Increasingly, educational institutions and state entities handling student data are hiring outside companies to perform cloud computing functions related to managing personal information.

The benefits of cloud computing are that outside entities might be more sophisticated at managing personal data. These entities may be able to manage data more inexpensively and effectively than the educational institution could do itself. In many cases, cloud computing providers can provide better security than the educational institutions can.

The risks of cloud computing are that educational institutions no longer have as much control over the personal data. They must rely on the cloud computing provider to have the appropriate practices and policies to ensure that data is properly maintained, handled, used, or disclosed.

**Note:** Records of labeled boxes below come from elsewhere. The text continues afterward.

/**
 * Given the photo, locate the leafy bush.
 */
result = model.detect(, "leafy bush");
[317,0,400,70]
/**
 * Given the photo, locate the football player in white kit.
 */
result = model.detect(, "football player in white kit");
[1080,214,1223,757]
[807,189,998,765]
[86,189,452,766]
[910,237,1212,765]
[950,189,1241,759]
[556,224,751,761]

One risk is that a cloud computing provider can outsource some functions to countries that have little to no legal privacy protections. In one instance, a university medical center outsourced transcription of its medical records to a company in California, which then subcontracted with a person in Florida, who subcontracted with a person in Texas, who ultimately subcontracted with a person in Pakistan. The person in Pakistan wasn’t paid by the person in Texas, so she wrote to the medical center and threatened that she would expose all the records unless the medical center got involved and made the Texas person pay. This example illustrates how easy it is to lose control over information when it is outsourced.

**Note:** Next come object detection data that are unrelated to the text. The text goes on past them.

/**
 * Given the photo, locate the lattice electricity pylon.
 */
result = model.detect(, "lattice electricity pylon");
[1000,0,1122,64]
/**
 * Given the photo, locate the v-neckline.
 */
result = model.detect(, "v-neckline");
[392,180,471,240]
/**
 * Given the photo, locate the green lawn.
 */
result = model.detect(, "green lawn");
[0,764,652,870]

There are benefits and risks to cloud computing, but the benefits can be enhanced and the risks greatly reduced if educational institutions take care and vigilance in selecting cloud computing providers and in monitoring the relationship to ensure that the provider is adequately protecting the data.

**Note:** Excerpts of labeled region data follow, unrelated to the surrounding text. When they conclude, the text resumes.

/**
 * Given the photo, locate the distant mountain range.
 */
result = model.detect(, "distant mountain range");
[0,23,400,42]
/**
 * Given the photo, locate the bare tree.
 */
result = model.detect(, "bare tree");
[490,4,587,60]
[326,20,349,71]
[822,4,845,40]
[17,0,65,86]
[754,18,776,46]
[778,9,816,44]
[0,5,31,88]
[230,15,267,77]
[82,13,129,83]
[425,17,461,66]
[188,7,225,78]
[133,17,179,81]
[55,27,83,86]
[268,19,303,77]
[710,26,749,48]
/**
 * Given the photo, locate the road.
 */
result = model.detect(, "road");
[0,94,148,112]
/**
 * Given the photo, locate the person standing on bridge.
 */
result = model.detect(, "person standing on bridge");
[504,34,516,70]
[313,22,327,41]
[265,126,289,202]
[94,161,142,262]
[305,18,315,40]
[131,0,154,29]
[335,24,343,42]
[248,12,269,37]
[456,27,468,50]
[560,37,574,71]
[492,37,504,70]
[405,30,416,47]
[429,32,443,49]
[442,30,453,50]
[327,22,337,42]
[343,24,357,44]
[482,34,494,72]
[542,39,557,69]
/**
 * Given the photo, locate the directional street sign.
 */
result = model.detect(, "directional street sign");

The Family Educational Rights and Privacy Act (FERPA) unfortunately provides little guidance about the selection of cloud providers and the management of these relationships. According to Department of Education, “nothing in FERPA prevents an educational institution from contracting with a person or entity outside the institution to perform services that the institution would otherwise provide for itself.” FERPA merely requires one condition – that “the party to whom the information is disclosed will not disclose the information to any other party without the prior consent of the parent or eligible student.”

But there are many other important responsibilities for cloud computing providers that FERPA ignores, such as providing for appropriate security and having an adequate accountability architecture in place. That architecture consists of having officials responsible for the privacy and security of the data (data stewards), doing routine assessments of risks, having a meaningful system of oversight and monitoring to ensure compliance, and having a training program for employees to minimize security lapses and mistakes. I provide such training programs through my company, TeachPrivacy, and I am doing so because I am a strong believer that education can work. Many privacy and security incidents are caused not be technical issues but by the human factor – the small errors people make out of carelessness or ignorance that can lead to big problems. Educational institutions should insist on cloud computing providers that provide such education – after all, educational institutions should be ardent believers in education.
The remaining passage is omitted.